A 16 de Outubro o SDPJV Aveiro promoveu o (re)encontro JMJ. A manhã contou com a presença de cerca de 100 dos 243 peregrinos inscritos na Jornada Mundial da Juventude (JMJ) por este serviço diocesano. A ausência de alguns é sempre questionador e desafiante para todos.
À disposição dos peregrinos esteve uma manhã de convívio, de reencontro e de partilha do que tem sido as suas vidas depois das JMJ. A esperança de se ser sempre melhor pessoa e melhor cristão foi renovada, a vontade de evangelizar está presente no coração de todos eles e a ousadia de enfrentarem com garra novos desafios é o que os move. Estes peregrinos querem, conscientemente, aceitar o desafio que D. António Francisco lhes propôs, afirmando os seus passos na Diocese e mais particularmente nas suas paróquias e comunidades. Têm neles as ferramentas da mudança… só lhes resta a persistência de agir quando a tormenta os leva a desistir!

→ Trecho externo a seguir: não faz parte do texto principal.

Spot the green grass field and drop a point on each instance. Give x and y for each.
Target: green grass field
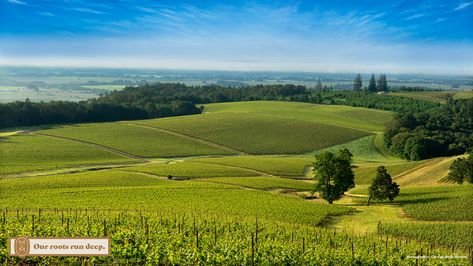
(432, 96)
(436, 96)
(192, 170)
(275, 165)
(264, 183)
(135, 140)
(118, 190)
(22, 153)
(258, 133)
(365, 172)
(440, 233)
(345, 116)
(231, 165)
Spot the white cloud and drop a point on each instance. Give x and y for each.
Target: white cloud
(86, 10)
(418, 15)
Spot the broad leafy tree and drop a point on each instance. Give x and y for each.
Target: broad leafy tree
(461, 170)
(383, 186)
(333, 174)
(357, 83)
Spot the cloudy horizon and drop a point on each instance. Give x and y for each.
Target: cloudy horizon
(326, 36)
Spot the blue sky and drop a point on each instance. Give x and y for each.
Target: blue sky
(325, 36)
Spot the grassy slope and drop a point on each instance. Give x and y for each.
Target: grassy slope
(264, 182)
(135, 140)
(345, 116)
(275, 165)
(122, 190)
(192, 170)
(432, 96)
(20, 153)
(259, 134)
(436, 96)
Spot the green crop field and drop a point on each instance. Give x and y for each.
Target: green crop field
(443, 203)
(258, 133)
(275, 165)
(135, 140)
(433, 96)
(436, 96)
(22, 153)
(345, 116)
(366, 149)
(233, 165)
(192, 170)
(448, 234)
(154, 238)
(365, 172)
(264, 183)
(111, 189)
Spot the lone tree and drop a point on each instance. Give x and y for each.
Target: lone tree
(333, 174)
(383, 186)
(382, 83)
(357, 83)
(372, 84)
(318, 86)
(461, 170)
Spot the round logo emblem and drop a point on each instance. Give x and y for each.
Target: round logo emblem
(22, 246)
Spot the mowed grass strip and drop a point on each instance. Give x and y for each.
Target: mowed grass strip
(345, 116)
(431, 203)
(263, 182)
(23, 153)
(275, 165)
(258, 133)
(135, 140)
(366, 172)
(191, 170)
(134, 191)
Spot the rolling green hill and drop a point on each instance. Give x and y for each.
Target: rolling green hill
(344, 116)
(139, 141)
(258, 133)
(22, 153)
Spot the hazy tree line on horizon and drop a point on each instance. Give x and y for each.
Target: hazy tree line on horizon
(173, 99)
(380, 85)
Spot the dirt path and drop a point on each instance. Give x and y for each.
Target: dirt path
(95, 145)
(202, 141)
(364, 219)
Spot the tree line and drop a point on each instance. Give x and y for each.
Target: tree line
(172, 99)
(333, 174)
(379, 85)
(443, 131)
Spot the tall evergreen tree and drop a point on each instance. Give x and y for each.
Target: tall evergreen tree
(318, 86)
(357, 83)
(385, 83)
(372, 84)
(379, 83)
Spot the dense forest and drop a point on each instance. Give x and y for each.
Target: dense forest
(447, 130)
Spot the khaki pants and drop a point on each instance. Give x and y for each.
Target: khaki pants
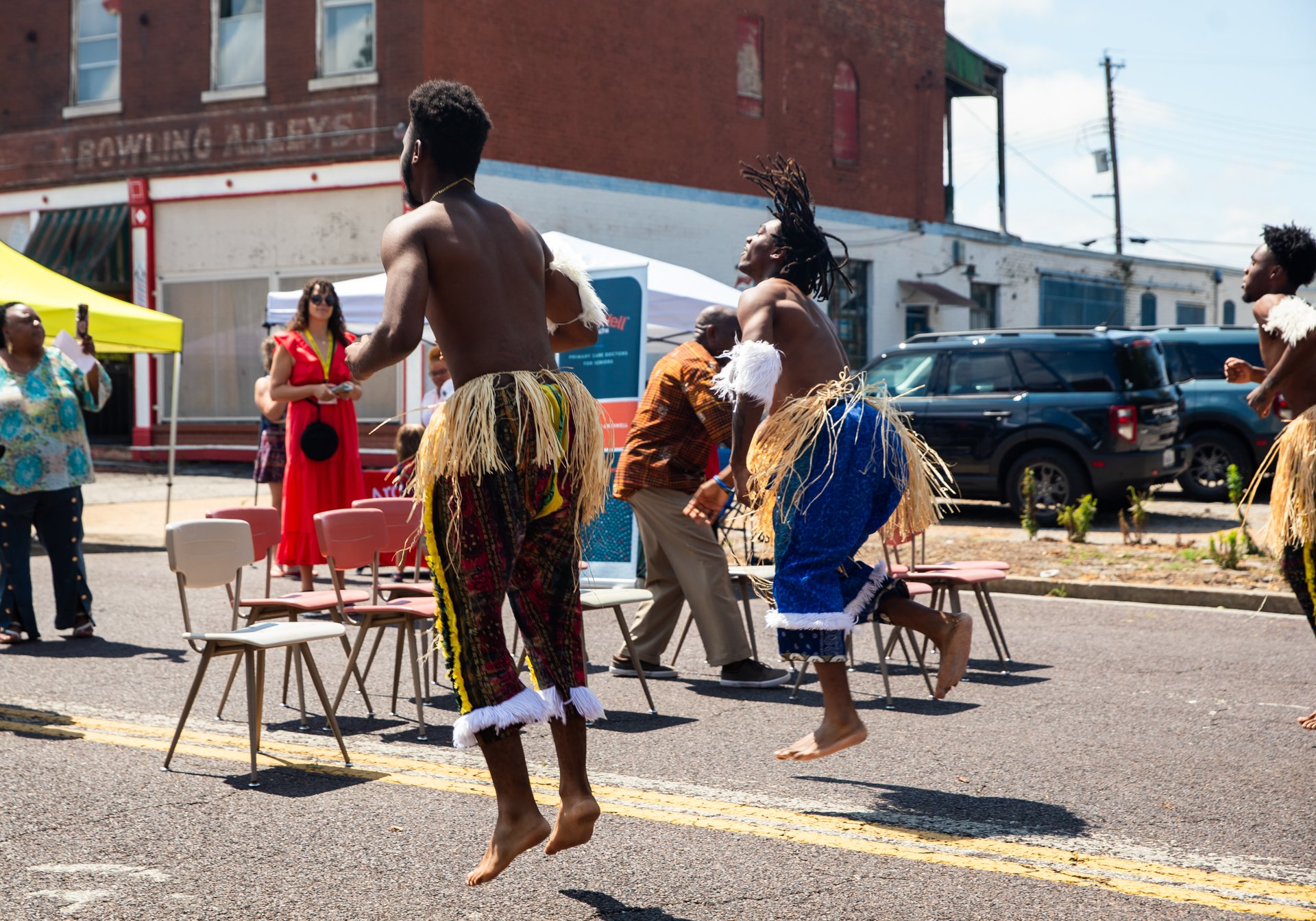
(685, 563)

Da parte da tarde, as portas foram abertas aos jovens da Diocese de Aveiro que foram por outros movimentos e outras dioceses, nomeadamente, jovens do movimento Geofrater, do Caminho Neocatecumenal, jovens aveirenses que foram pela Diocese da Guarda e pela Diocese do Porto. O mote era a partilha e o “beber” de experiências que foram tão semelhantes e tão diferentes ao mesmo tempo. É assim que se partilha o grande dom que Jesus Cristo nos deu: a mesma fé vivida por povos diferentes, de maneiras diferentes e com o único propósito de amar o outro como Ele nos amou.
Como forma magnífica de encerramento do dia, celebrou-se a Eucaristia na Igreja do Seminário, aberta a toda a comunidade e, em jeito de envio para o “caminho que começou com as JMJ”, a cruz que identificou a Diocese de Aveiro em Madrid foi desmontada e os remos regressaram aos 10 arciprestados da Diocese.
Ainda é necessária muita evangelização e Cristo ensinou-nos a “remar contra a maré”, a “acreditar mesmo quando não vemos o fim do caminho”, a “agir mesmo quando não nos deixam impelir a nossa própria canoa”.
A força foi renovada, a Igreja conta connosco e nós, peregrinos, com a tormenta de Cuatro Vientos, aprendemos que tudo é possível quando se acredita, quando se promove a união e quando nos enraizados e edificamos em Cristo. Assim, a fé só pode ficar mais firme… dia após dia!